Ramadan 2021: meet Dubai's fasting food taster
Spinneys buyer Leilah Booley takes bundles of products home to try at night, while colleagues help her by day
A supermarket buyer reveals the unique challenge she faces during Ramadan, as she juggles daily fasting with her job as a food taster.
Leilah Booley, 36, works for Spinneys as head of product development – and a significant part of her role involves tasting every new product that carries the company's label.
The British-South African admitted it can be a tricky time of year for her.
“It’s very challenging and is a real test of patience and faith,” she said.
What gets me through is I have a lot of colleagues to help me with the tasting - they definitely don’t mind helping with that
Leilah Booley, Spinneys
“What gets me through is I have a lot of colleagues to help me with the tasting – they definitely don’t mind stepping up and helping with that.
“I take home a lot of products as well so I don’t miss out when I do break my fast at night.”
Ms Booley said her routine is key in enabling her to continue fasting while still carrying out her duties at work.
“I wake up each night at 3.30am and prepare something for my suhoor and it’s normally yoghurt with fruit and berries, something really light with some green tea and water to make sure I am hydrated,” she said.

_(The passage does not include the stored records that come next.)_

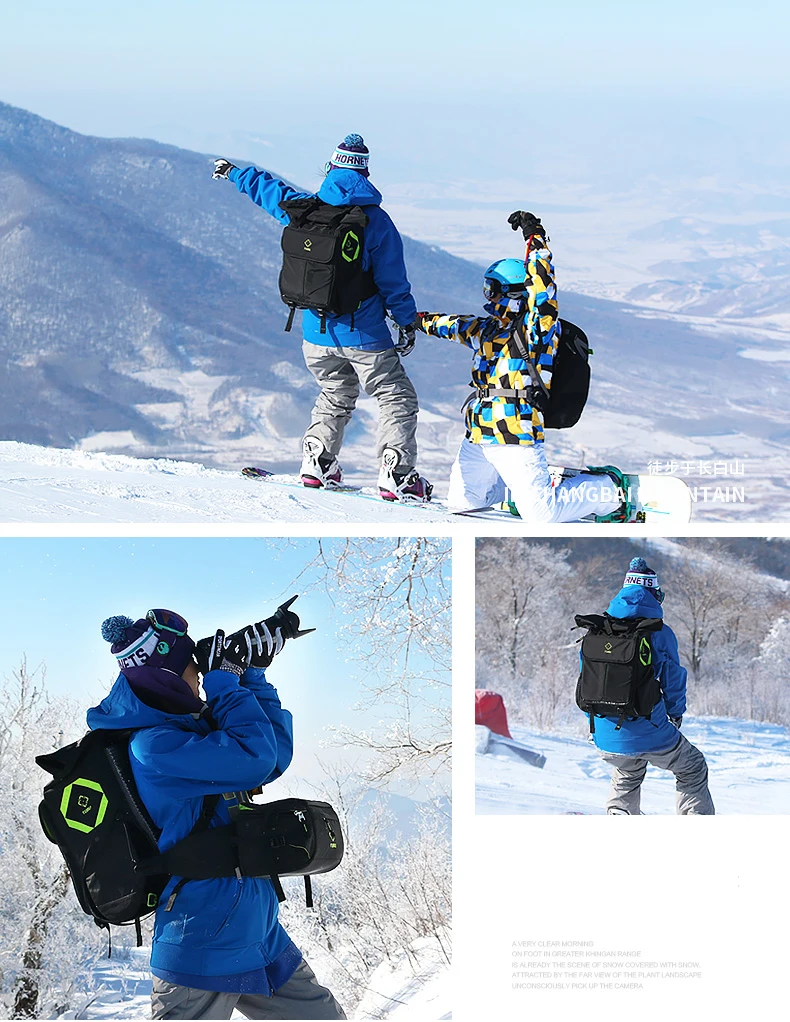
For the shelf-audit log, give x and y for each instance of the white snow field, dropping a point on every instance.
(415, 986)
(51, 484)
(748, 764)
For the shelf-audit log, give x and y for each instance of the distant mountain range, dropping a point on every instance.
(139, 313)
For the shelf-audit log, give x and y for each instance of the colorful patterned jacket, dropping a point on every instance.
(506, 419)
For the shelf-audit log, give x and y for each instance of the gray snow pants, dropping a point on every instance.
(339, 372)
(301, 997)
(684, 759)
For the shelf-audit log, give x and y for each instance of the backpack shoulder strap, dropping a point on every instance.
(594, 622)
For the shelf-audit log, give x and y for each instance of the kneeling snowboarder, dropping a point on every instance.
(515, 347)
(633, 688)
(218, 943)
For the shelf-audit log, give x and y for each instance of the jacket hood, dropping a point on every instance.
(121, 708)
(635, 601)
(342, 187)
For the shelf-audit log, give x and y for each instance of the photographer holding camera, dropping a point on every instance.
(218, 943)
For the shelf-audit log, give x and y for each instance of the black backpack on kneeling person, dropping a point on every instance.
(617, 677)
(563, 403)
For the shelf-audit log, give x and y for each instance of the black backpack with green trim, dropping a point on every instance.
(617, 676)
(322, 248)
(92, 811)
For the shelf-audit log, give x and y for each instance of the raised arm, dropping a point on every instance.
(236, 756)
(265, 190)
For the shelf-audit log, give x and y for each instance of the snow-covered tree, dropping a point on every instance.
(45, 941)
(396, 594)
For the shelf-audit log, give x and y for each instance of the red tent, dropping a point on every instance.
(490, 709)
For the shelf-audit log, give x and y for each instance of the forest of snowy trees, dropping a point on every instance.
(727, 600)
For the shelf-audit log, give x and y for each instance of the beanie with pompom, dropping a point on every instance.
(352, 154)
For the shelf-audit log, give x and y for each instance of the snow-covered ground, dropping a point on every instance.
(49, 484)
(417, 985)
(748, 762)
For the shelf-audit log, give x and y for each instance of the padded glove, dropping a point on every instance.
(222, 169)
(528, 223)
(223, 653)
(407, 336)
(267, 638)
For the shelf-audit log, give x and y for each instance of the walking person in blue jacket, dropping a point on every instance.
(218, 944)
(629, 746)
(352, 351)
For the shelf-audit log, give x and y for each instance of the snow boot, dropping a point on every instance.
(625, 511)
(318, 467)
(400, 485)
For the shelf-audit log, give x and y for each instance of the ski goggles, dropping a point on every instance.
(494, 289)
(168, 620)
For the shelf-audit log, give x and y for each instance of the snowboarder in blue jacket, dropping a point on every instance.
(631, 745)
(355, 350)
(218, 944)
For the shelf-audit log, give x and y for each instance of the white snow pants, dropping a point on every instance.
(481, 472)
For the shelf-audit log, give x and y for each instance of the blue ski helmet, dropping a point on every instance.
(505, 279)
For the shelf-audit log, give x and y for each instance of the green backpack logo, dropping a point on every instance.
(83, 804)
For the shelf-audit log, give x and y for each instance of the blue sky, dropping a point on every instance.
(416, 78)
(56, 592)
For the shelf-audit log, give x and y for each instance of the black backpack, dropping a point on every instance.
(322, 259)
(288, 838)
(563, 403)
(92, 810)
(569, 380)
(617, 677)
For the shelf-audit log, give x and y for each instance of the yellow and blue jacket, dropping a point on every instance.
(499, 419)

“That’s really important because you are so tired during the day that you are not hydrated enough. I get up about 7am and come to work and the whole day is planned around different tastings.
“I don’t find myself tempted as long as I make sure to plan in advance.”
The National's delicious Ramadan recipes – full series here
That preparation involves cooking the food and asking for help from her colleagues.
This particular request is music to the ears of her non-fasting colleagues, she said.
“They give me tips and comments about what the food tastes like, which they don’t mind at all because it means they don’t have to worry about lunch.
“I often find myself then planning what I am going to eat later based on what they are eating and take it home with me.”
She also said this was the busiest Ramadan for the company that she could remember, because of the restrictions brought about by the Covid-19 pandemic.
“Covid-19 has really changed the game in the sense there are fewer people going out for iftars this year,” she said.
“More people than ever are cooking from scratch at home for their families.
“That puts more onus for us to be able to help people create the iftar experience at home.”
Ramadan, Ms Booley said, had also brought her closer to her non-Muslim colleagues.
“A lot of them aren’t Muslim but have decided to fast too,” she said.
“They wanted to know more about our customs and I am honoured they have decided to fast also.”
Ms Booley is not alone in having to fast while continuing her day job in the food industry.
Her colleague Anwar Muhammed,31, is in charge of overseeing food that arrives at the Spinneys branch in Meydan.
“This is the ninth consecutive Ramadan I have worked in Spinneys here,” said Pakistani.
“Looking at the food doesn’t bother me because the more faith you have the stronger you are.”
Mohammed Ashraf, 34, works for Freedom Pizza in Dubai as a delivery rider.
Like many of his colleagues, he finds himself working throughout the day delivering pizza while fasting.
“Even though so many people are fasting we are actually really busy during the day,” he said.
“That’s because more people are ordering in the day because they don’t want to be seen eating out in respect to those who are fasting.”